"I can sell anything"
The interview for a corporate sales person was going fine. The guy was pleasant enough. Then we got to a situational question, how would you sell seed paper promotional products to a corporate client? “I can sell anything” he proclaimed. How is that I wondered, so I asked. He explained that he was so good at convincing people to buy stuff that he could sell anything to anyone.
That made me pause. Arm-twisting isn’t the sales strategy that we use at Botanical PaperWorks and the sister company Seed Paper Promo. Our approach is more along the lines of working together with the client to see if seed paper promotional products are right for their project and then together, choosing the product that fits their marketing and budget needs.
We’re not into pushing seed paper onto people.
Neither I do I believe that it’s possible to be passionate and engaged long-term with a product for which you don’t give a hoot. I think you need to care about your customers and be interested in the product, not seeks the kicks of closing a sale.
That first job helped me understand
I see the importance of caring about a product when I think back to the summer before my last year of university. I had scored a summer marketing job at Standard Aero. When I say scored, I really mean scored. The competition for the position had been tough and when I got the job, I felt like the luckiest business student on the planet.
The summer was exhilarating and I was pushed beyond my capabilities. I learned what business in the Real World was like and boy was it different from school.
My good fortune continued when my position was extended and I kept working into the school year coming to Standard Aero every Friday, my one day without classes.
The whirlwind thrill of the summer was gone and I settled into the steady groove of work life. I still felt incredibly thankful for the job and enjoyed the many challenges.
I started noticing something mid-way through the winter which peaked my interest. It was this - I had a terrible time remembering the names of the different aircraft companies. Quite a few of them started with A's or B's, so maybe that was it. But I thought no, I’m able to remember names of other things, particularly things I enjoy. I could rattle off song lyrics, poetry memorized in high school, names of friends from Kindergarten. My issue with the industry names wasn’t an issue with my memory which clearly was okay in other areas.
It gradually dawned on me that maybe I was having a hard time remembering the names because I wasn’t actually interested in aircraft engine repair and overhaul. Hmmm….
I started paying attention to how I felt about going to work on Fridays and realized that the fun of summer had been partly the thrill of conquest (I won the job, others didn’t) and part novelty and newness (first time working, corporate environment, lots of challenge). Strip that away, and the product wasn’t something I was interested in. I realized that I couldn't drum up enough interest to keep me there long-term.

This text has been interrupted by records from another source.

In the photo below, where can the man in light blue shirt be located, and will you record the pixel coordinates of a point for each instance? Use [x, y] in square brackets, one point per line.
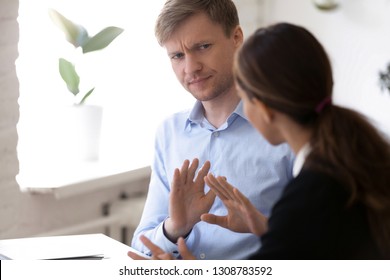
[201, 38]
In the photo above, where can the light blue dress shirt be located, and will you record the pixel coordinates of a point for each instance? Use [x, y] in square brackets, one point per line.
[236, 150]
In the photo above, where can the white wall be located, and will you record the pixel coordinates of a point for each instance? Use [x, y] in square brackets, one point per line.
[357, 38]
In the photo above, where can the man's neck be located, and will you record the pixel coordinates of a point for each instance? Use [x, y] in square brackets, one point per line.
[218, 110]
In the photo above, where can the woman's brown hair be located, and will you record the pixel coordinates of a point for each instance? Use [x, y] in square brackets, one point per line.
[286, 68]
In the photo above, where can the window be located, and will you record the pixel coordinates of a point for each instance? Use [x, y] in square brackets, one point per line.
[133, 83]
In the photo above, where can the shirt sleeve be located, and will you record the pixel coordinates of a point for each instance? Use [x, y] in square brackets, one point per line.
[156, 205]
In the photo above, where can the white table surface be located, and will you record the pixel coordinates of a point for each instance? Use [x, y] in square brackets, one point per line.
[64, 247]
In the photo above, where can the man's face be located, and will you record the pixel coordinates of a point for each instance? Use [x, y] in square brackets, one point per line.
[202, 56]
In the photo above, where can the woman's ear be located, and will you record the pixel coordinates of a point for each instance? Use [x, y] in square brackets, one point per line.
[238, 36]
[266, 112]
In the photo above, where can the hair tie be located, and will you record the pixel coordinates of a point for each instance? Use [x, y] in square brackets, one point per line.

That’s when I decided that I would not pursue a permanent, full-time position. My student position would naturally come to an end when I graduated in April and I decided to leave it at that. I made plans to travel to Europe and I said farewell and thank you to my colleagues at Standard Aero. It was scary to be leaving for Europe without a job to return to, but I had learned so much in that year of employment, including the very important fact that I needed to be personally interested in the product or service of the company for which I’d work long-term.
It has to be interesting...to me
I resolved to align my interests with my next job and the resolve carried forward in my job hunt after I got back from traveling. I loved my next job at the biotech company and to this day, remember facts about shingles and ITP and Rh disease with ease.

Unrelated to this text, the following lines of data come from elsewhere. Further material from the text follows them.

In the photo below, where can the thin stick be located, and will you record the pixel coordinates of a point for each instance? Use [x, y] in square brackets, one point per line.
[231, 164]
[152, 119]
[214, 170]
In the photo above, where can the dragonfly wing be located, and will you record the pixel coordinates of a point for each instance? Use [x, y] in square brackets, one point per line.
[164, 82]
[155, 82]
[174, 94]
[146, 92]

Several years later when I launched my company Botanical PaperWorks, I carried forward the same enthusiasm for the products. Our media released has said since day one that Botanical PaperWorks was “born of a mother and daughter’s passion for stationery” and it’s true!

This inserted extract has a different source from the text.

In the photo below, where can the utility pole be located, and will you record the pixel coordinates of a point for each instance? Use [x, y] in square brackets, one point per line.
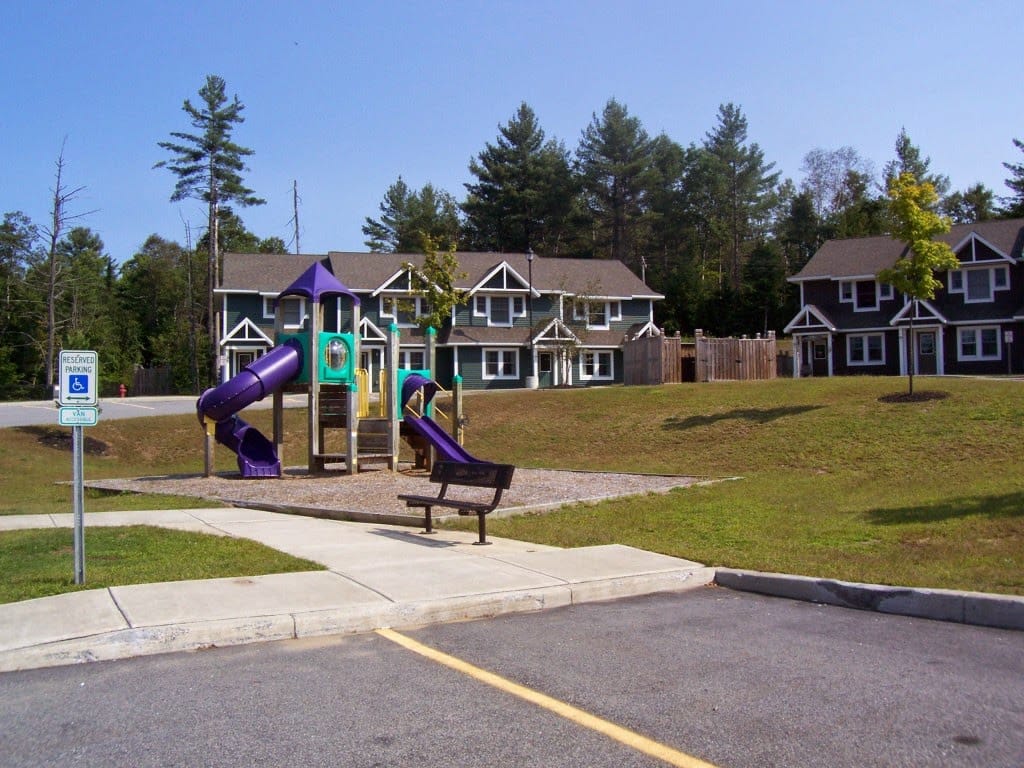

How thankful am I for the 12 months at Stadand Aero. I would never have gotten to that point of working in my passion if I hadn’t consciously said no thanks to a uninspired interest. I’m thankful that I could listen to my cues, like the forgetting of the manufacturer names, and understand what that was trying to tell me.
To the guy we interviewed who could sell anything, we passed on him. We were looking for someone to join us long-term, someone with a passion for helping customers with their eco-friendly seed paper promotional products and someone who could find work satisfaction beyond the initial conquest and novelty of a new workplace.
We held out for the right person, and I’m very glad that we did.